A Kernel Could Not Be Started (LightweightGridClient`RemoteKernelOpen::launchfailed)
The following assumes that the Lightweight Grid Client has been configured to request kernels from a server called “wolframServer”. When trying to connect to these kernels, the following warning appears:
LightweightGridClient`RemoteKernelOpen::launchfailed: Kernel could not be started on wolframServer
This suggests that gridMathematica Server is running, but that a licensed kernel was not available.
Check that the license information (the mathpass file) can be found by the Lightweight Grid Manager. It is recommended to put the mathpass file at $BaseDirectory/Licensing/mathpass. Moreover, check that the license in the mathpass file is not expired.
Cannot Connect to the Server (LightweightGridClient`RemoteKernelOpen::lwgconnect)
The following assumes that the Lightweight Grid Client has been configured to request kernels from a server called “wolframServer”. When trying to connect to these kernels, the following warning appears:
LightweightGridClient`RemoteKernelOpen::lwgconnect: Unable to connect to http://wolframServer.example.com:3737/WolframRemoteServices/Manager. Check network connectivity and the spelling of the hostname or URL of the remote computer.
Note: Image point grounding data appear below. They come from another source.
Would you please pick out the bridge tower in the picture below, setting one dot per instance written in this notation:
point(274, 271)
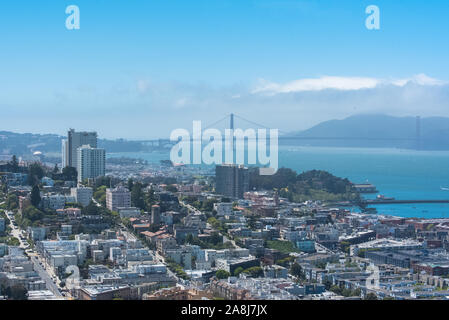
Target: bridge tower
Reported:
point(418, 133)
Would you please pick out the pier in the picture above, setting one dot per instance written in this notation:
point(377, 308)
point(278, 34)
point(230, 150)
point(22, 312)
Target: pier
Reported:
point(381, 201)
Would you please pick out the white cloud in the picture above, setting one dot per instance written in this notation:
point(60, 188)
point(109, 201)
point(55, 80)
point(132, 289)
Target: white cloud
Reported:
point(339, 83)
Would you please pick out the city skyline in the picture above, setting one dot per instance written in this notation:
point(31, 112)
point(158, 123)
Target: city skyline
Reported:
point(159, 66)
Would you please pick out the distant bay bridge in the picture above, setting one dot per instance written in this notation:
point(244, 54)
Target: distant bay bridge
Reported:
point(285, 138)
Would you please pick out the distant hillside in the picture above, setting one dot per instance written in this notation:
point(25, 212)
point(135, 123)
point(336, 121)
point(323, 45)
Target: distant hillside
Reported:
point(378, 131)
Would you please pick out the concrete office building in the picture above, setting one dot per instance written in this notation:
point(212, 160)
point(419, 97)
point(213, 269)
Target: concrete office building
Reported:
point(72, 143)
point(155, 214)
point(231, 180)
point(83, 195)
point(91, 162)
point(119, 197)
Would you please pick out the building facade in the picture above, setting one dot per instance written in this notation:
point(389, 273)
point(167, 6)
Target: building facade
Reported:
point(91, 162)
point(231, 180)
point(119, 197)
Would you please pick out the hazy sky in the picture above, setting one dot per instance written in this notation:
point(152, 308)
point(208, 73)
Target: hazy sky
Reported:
point(139, 69)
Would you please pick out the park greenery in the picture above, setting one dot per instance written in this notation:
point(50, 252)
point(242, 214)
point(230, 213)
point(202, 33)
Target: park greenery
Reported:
point(310, 185)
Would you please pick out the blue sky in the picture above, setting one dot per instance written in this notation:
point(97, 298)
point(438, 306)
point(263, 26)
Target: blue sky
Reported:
point(140, 69)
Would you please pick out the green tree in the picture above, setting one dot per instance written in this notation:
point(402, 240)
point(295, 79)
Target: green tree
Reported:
point(35, 196)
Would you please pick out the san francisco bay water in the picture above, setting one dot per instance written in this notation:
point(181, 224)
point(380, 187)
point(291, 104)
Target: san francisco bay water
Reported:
point(402, 174)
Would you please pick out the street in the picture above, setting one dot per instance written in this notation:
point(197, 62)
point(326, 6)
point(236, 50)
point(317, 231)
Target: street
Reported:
point(44, 273)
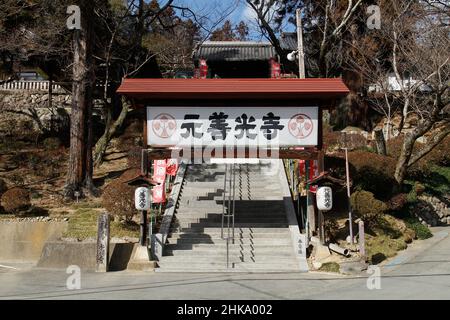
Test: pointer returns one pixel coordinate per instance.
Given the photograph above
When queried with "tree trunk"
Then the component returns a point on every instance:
(79, 152)
(110, 130)
(381, 144)
(402, 162)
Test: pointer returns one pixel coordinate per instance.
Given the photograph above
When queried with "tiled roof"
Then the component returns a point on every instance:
(235, 51)
(233, 88)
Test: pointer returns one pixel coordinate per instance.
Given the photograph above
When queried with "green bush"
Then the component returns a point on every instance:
(372, 172)
(52, 143)
(398, 202)
(16, 200)
(422, 232)
(366, 207)
(422, 169)
(118, 197)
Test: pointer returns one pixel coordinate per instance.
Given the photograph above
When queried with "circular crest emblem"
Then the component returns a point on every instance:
(300, 126)
(164, 125)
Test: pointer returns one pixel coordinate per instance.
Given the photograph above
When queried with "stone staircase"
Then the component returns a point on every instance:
(262, 239)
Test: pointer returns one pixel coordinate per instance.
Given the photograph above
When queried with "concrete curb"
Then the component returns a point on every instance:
(298, 240)
(411, 252)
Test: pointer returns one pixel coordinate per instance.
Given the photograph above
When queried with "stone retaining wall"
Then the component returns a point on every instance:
(432, 211)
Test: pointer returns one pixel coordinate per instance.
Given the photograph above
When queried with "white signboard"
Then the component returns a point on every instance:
(142, 198)
(232, 126)
(324, 198)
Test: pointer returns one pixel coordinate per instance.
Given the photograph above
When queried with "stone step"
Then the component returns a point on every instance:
(200, 218)
(256, 210)
(225, 270)
(249, 197)
(217, 230)
(212, 256)
(238, 235)
(259, 241)
(232, 258)
(221, 265)
(214, 247)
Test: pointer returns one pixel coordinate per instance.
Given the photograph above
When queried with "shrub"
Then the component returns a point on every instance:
(15, 200)
(118, 198)
(372, 172)
(3, 186)
(366, 207)
(398, 202)
(422, 232)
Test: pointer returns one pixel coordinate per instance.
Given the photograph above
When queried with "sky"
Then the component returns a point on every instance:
(221, 10)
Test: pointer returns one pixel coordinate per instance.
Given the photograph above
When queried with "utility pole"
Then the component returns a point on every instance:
(301, 54)
(347, 173)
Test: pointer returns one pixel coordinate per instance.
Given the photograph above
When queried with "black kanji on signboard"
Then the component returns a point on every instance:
(191, 126)
(218, 127)
(271, 126)
(244, 126)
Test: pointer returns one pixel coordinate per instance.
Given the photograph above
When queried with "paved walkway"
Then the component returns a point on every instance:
(421, 272)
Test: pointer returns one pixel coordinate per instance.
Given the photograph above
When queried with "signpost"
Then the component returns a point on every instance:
(142, 200)
(102, 258)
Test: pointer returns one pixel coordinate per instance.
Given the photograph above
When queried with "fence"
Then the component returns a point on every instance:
(21, 85)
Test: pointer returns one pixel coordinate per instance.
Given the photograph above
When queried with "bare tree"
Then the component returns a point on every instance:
(420, 62)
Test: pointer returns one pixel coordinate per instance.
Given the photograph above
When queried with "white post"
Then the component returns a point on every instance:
(301, 55)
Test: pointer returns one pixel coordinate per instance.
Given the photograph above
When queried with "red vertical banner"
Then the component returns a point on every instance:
(172, 167)
(203, 69)
(275, 69)
(159, 193)
(159, 171)
(313, 173)
(302, 168)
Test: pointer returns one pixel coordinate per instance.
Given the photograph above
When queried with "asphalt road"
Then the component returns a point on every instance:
(420, 272)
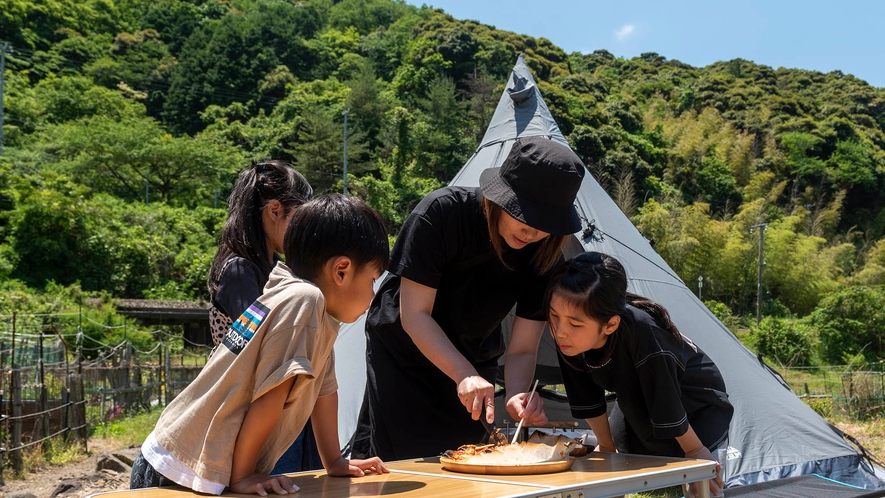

Confirm that a Lightweight Grid Manager is running on the remote computer.
This suggests that the published name of the machines, wolframServer, is not visible across your network, or that the Lightweight Grid Manager is not running. You could confirm this by using a web browser on the machine that runs the master Mathematica. If the browser cannot connect to the URL shown in the error message, http://wolframServer.example.com in this example, this indicates there is a network host-naming issue or that the Lightweight Grid Manager is not running.
Check that the Lightweight Grid Manager is running on the server. If gridMathematica Server is running, then either fix your network so that you can find machines by name or change the ContactURL server configuration parameter—for example, using the IP number of the server.
Cannot Connect to the Link (LinkConnect::linkc)
When trying to connect to a gridMathematica kernel, the following warning appears:
LinkConnect::linkc: Unable to connect to LinkObject[29778@192.168.70.1,29780@192.168.70.1,20,8].
LinkObject::linkn: Argument LinkObject[29778@192.168.70.1,29780@192.168.70.1,20,8] in LinkRead[LinkObject[29778@192.168.70.1,29780@192.168.70.1,20,8]] has an invalid LinkObject number; the link may be closed.
This suggests that the server was found and responded with a link, but that the link could not be used. The clue here is that the name of the link, 192.168.70.1, is a private network name. This name has been picked by the link system called by the Lightweight Grid Manager, but is a name not visible outside of this machine. You can inspect the link further by using manual launching from the web interface.
The link will automatically choose two ports, so verify the server and client are in the same network. An enabled firewall can prevent the link from opening the ports.
The solution is to change the configuration of your system, or to use the LinkHost kernel configuration parameter to set the IP number for the link.